En 1979 la Comunidad Económica Europea estableció, por medio del Sistema Monetario Europeo, un mecanismo para controlar oscilaciones excesivas en los tipos de cambio de los países miembros. Se trataba de evitar que intereses nacionales de corto plazo perjudicaran la consolidación de un espacio regional de intercambios seguros. Una necesidad urgente después de la quiebra de los cambios fijos, columna central de los acuerdos de Bretton Woods, ocurrida a escala global seis años antes. Algo similar al SME, aunque sea en formas y modos inevitablemente originales, se plantea hoy como necesidad en las regiones económicas que están consolidando redes de intercambio cada vez más densas.

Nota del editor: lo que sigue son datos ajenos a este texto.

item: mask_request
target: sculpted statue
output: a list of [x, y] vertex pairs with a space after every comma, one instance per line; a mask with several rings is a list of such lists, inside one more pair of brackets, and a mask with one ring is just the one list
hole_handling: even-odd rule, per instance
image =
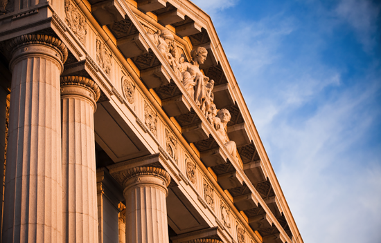
[[231, 118], [230, 113], [227, 109], [221, 109], [217, 113], [217, 117], [215, 118], [214, 128], [217, 131], [217, 135], [225, 144], [229, 153], [236, 158], [237, 157], [237, 146], [234, 141], [229, 141], [226, 131], [227, 123]]
[[8, 0], [0, 0], [0, 12], [6, 13], [7, 12], [6, 6], [8, 4]]
[[213, 94], [211, 90], [214, 86], [214, 81], [204, 76], [200, 70], [200, 65], [203, 64], [206, 59], [208, 51], [205, 48], [197, 47], [190, 52], [192, 60], [190, 62], [181, 63], [182, 81], [186, 91], [193, 97], [197, 106], [206, 116]]
[[179, 69], [180, 59], [177, 55], [173, 35], [172, 35], [170, 31], [166, 29], [157, 30], [157, 32], [153, 35], [153, 39], [163, 57], [164, 57], [166, 60], [170, 65], [172, 69], [173, 69], [176, 73], [176, 75], [181, 79], [181, 72]]

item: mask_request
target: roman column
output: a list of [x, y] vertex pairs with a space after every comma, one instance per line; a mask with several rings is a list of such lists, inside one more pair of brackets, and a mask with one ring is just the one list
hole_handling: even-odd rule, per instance
[[98, 242], [94, 113], [100, 95], [88, 78], [61, 77], [63, 243]]
[[112, 174], [124, 188], [126, 242], [168, 243], [169, 174], [156, 167], [135, 167]]
[[3, 242], [62, 242], [59, 39], [25, 35], [7, 46], [12, 73]]

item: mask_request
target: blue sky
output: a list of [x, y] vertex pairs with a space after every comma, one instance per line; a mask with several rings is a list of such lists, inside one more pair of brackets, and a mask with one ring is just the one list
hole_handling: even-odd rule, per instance
[[305, 242], [381, 242], [381, 3], [194, 0]]

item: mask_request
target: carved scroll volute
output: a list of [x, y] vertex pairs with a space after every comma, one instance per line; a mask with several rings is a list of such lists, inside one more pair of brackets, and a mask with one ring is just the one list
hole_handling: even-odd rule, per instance
[[177, 138], [168, 129], [166, 128], [166, 146], [167, 153], [175, 161], [177, 162]]
[[222, 202], [221, 202], [221, 219], [224, 226], [230, 229], [230, 210]]
[[245, 242], [245, 229], [239, 225], [237, 226], [237, 238], [238, 240], [238, 243]]
[[204, 198], [209, 207], [214, 210], [214, 189], [206, 181], [204, 181]]
[[96, 40], [96, 61], [100, 68], [109, 77], [111, 74], [112, 55], [100, 39]]
[[125, 98], [132, 104], [135, 101], [135, 86], [128, 76], [122, 77], [122, 87]]
[[186, 166], [186, 175], [188, 178], [193, 184], [195, 184], [197, 181], [196, 175], [196, 164], [190, 159], [187, 158], [185, 160], [185, 164]]
[[144, 103], [144, 123], [148, 130], [157, 137], [157, 115], [147, 103]]

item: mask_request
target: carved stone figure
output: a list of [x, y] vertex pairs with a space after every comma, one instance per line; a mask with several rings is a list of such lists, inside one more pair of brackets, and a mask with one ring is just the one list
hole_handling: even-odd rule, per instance
[[177, 162], [177, 139], [167, 129], [166, 129], [166, 142], [167, 153], [175, 162]]
[[134, 84], [128, 80], [127, 76], [122, 77], [122, 87], [123, 94], [130, 104], [134, 104], [135, 100], [135, 87]]
[[239, 226], [237, 228], [237, 237], [238, 243], [245, 243], [245, 230]]
[[73, 6], [71, 0], [65, 0], [65, 14], [67, 24], [80, 41], [85, 45], [85, 37], [87, 33], [86, 19]]
[[186, 159], [186, 175], [193, 184], [196, 183], [196, 165], [190, 159]]
[[211, 80], [206, 84], [205, 85], [205, 93], [206, 95], [204, 99], [203, 99], [201, 101], [201, 106], [200, 109], [202, 110], [204, 114], [205, 115], [205, 117], [208, 117], [208, 114], [209, 114], [211, 110], [211, 106], [213, 104], [213, 101], [214, 100], [214, 95], [212, 93], [212, 90], [214, 88], [214, 80]]
[[96, 40], [96, 61], [100, 68], [108, 77], [110, 77], [111, 53], [109, 52], [105, 44], [99, 39]]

De ahí que constituya una lección especialmente negativa la historia brasileña de las últimas semanas. Después de dos siglos de relaciones económicas recíprocas casi irrelevantes, los países del Mercosur se habían convertido colectivamente, en el curso de los años noventa, en un episodio de creciente integración regional entre Argentina, Uruguay, Paraguay y Brasil. El intercambio comercial recíproco que apenas alcanzaba 9 por ciento del comercio exterior global de los cuatros países miembros en 1990, llegó a rebasar 20 por ciento. Un nivel sin antecedentes históricos en la región. Y ahora, con las bruscas devaluaciones del real brasileño y la fuerte hipoteca que sobre la política económica de ese país ejercen las autoridades del Fondo Monetario Internacional, uno de los episodios económicos más exitosos de la historia latinoamericana reciente corre el riesgo de venirse abajo.

Es aquí, obviamente, donde necesitaban experimentarse mecanismos monetarios y cambiarios de cooperación que evitaran distorsiones súbitas como las que ahora amenazan hundir esta experiencia. Y sin embargo, mientras Cardoso entrega la política económica brasileña al FMI (y dadas las circunstancias, habrá que añadir que tal vez no había muchas alternativas), Menem vislumbra la dolarización de la economía argentina. Malas señas para un Mercosur que parecía anunciar una integración regional portadora de promesas y posibilidades originales.

Reconozcamos que es difícil pensar en mecanismos de cooperación monetaria y cambiaria entre países de peso económico tan distinto como Estados Unidos y México, o como Japón y China. El producto interno bruto de Estados Unidos es 23 veces superior al mexicano, y el japonés es cinco veces superior al chino. Pero es igualmente obvio que un espacio regional crecientemente interconectado no puede prescindir de algún sistema que evite turbulencias cambiarias capaces de reproducir lógicas de suma cero en las relaciones entre sus miembros nacionales.

Si al interior de las tres grandes regiones económicas del mundo se establecieran mecanismos capaces de fijar tipos de cambio confiablemente estables en el tiempo, significaría esto un paso adelante decisivo a favor de una nueva arquitectura financiera mundial. Pensar en cambios flexibles regulados a escala global, en referencias a racimos regionales de monedas recíprocamente vinculadas en pactos de estabilidad, sería un progreso contundente. Y dejemos a un lado a Menem con sus afanes de dolarización a rajatabla y a Fidel Castro con sus sueños guajiros de una moneda única latinoamericana.